Setahun setelah saya resign, Aling juga resign dari perusahaan. Dia bersama David melanjutkan ke universitas di Singapore. Saat itu saya sadar, Aling  berpikir pragmatis. Dia setuju tunangan dengan David, karena dia memang punya ambisi kuliah di luar negeri.  Dengan saya, dia tidak melihat ada harapan. David ada, karena orang tuanya kaya raya. Setelah Aling pergi, saya perlu tongkat disaat saya lemah. Dan papa saya bijak menyuruh saya menikah dengan ponakannya. Dia tahu pilihan hidup saya sebagai pengusaha, yang kapan saja bangkrut. Saya perlu tongkat.


Selama 15  tahun bisnis sejak tahun 1985, saya bangkrut 4 kali. Itu tidak saya sesali karena memilih jalan wirausaha. Tidak. Saya sadar bahwa saya tidak terpelajar dan tidak punya mentor yang selalu ada menjaga saya. Tentu saya harus melewati proses learning by doing. Selama 15 tahun saya mengikuti berbagai kursus keterampilan bisnis. Dari akuntansi, managemen, product knowledge, metode riset, international trading, menyusun feasibility study dan financial quantitative. Jadi walau saya bangkrut dan kesibukan tentunya berkurang, tetapi saya tetap sibuk, ya sibuk belajar lewat kursus. Disaat saya bangkit lagi saya bisa naik kelas.


Tahun 2004.
Saya punya uang kurang lebih USD 2 juta dan perusahaan di Indonesia yang sedang berkembang. Tetapi saya tidak memilih hidup menikmati bunga dari tabungan dan menjalankan bisnis yang ada. Saya  justru memutuskan hijrah ke China. Mengapa? Tanya David. Dia tidak habis pikir dengan sikap saya. Dia anggap saya tolol dan terlalu berani ambil resiko di wilayah yang tidak saya kuasai. "Keadaan ekonomi Indonesia sedang berjuang keluar dari krismon. Walau sudah masuk era reformasi, tetap saja rente. Sulit untuk orang seperti saya bisa terus bertahan tanpa terlibat rente. Apalagi modal terbatas. Saya tahu diri." Kata saya kepada David.

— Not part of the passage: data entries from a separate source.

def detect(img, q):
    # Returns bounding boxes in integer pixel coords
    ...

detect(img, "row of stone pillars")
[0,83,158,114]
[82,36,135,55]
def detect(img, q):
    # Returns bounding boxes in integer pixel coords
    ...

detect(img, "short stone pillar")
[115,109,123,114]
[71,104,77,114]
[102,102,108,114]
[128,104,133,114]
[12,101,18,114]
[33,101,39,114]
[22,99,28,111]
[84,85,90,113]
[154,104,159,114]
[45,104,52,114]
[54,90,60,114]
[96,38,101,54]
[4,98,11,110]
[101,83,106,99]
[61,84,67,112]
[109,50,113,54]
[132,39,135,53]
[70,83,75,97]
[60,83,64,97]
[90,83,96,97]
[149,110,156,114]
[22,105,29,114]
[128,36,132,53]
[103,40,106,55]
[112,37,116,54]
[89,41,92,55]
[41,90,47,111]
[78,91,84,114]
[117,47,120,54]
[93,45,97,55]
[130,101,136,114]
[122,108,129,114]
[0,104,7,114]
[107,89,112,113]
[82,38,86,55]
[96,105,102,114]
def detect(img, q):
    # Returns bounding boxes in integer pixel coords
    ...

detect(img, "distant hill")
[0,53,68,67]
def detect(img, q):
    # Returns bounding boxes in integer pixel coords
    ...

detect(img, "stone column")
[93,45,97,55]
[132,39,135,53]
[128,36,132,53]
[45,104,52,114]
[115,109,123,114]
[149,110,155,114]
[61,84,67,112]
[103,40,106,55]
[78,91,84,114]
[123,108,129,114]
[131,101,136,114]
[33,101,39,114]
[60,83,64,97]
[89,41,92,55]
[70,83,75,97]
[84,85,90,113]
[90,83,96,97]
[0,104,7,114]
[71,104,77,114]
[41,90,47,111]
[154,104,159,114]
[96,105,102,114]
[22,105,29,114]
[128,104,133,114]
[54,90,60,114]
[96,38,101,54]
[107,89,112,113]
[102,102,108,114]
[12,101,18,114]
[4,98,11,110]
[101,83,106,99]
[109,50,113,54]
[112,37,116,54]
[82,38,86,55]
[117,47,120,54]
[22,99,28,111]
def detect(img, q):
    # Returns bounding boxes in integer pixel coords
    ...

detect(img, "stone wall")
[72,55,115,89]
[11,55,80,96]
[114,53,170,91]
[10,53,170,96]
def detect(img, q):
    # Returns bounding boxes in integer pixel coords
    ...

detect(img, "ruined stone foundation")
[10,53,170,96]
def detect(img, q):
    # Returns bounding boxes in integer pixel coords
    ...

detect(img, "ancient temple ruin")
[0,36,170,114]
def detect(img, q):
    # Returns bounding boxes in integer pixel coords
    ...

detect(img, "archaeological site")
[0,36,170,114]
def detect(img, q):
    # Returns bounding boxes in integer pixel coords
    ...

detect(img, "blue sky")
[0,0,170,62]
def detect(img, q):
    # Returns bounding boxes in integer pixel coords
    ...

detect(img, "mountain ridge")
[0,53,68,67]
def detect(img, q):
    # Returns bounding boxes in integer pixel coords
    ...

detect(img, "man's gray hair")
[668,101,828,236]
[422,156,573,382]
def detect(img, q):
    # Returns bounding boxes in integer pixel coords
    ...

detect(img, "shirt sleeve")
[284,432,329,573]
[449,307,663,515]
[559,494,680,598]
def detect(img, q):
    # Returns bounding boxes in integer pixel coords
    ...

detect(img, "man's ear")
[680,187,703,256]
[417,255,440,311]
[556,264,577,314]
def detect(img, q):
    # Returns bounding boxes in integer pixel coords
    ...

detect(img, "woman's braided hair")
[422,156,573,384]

Belum setahun di China, uang USD 2 juta itu habis. ” Pah, uang tabungan yang mama pegang udah habis.Yang tersisa hanya perhiasan. Kalau mau dijual ya mama jual semua. “ Kata Istri saya. Saya terkejut. Dia tidak menyesali keputusan saya hijrah sehingga membuat uang habis. Dia tetap yakin saya bisa sukses melewati hambatan.  Tetapi belum sempat jual perhiasan itu, saya bisa berhasil ekspor perdana dari China ke Eropa lewat bisnis maklon (management supply chain service ).  Dari sukses perdana ekspor itu membuat semua jadi mudah. Saya kerja keras siang malam. Mengunjungi banyak negara untuk pemasaran. Dalam 3 tahun Perusahaan saya di China bisa kumpulkan laba puluhan jutaan dollar.

Sebenarnya dengan uang sebanyak itu saya bisa pensiun dan menikmati hidup dalam kelapangan financial. Tetapi justru saya pindah dari maklon ke investment holding, khusus mengembangkan produk yang mendukung bisnis supply chain industry berskala global. Sahabat saya Esther di Hong Kong yang banker, sempat marah ke saya. " Kamu  tolol dan tidak tahu mengukur kemampuan diri. Mending laba itu bawa pulang ke Indonesia. Nikmati untuk bekal masa tua " Katanya.


" Kalau saya tetap berbisnis maklon, saya hanya dapat uang. Tidak ada value untuk pembangunan peradaban. Tidak ada nilai tambah create angkatan kerja dan kesejahteraan. Hanya uang. Saya tidak hidup untuk uang. Dan lagi tanpa organisasi bisnis sendiri untuk produksi, sulit untuk bisa sustain walau uang banyak gimana pun. Hanya masalah waktu akan collapse ditelan perubahan." Kata saya.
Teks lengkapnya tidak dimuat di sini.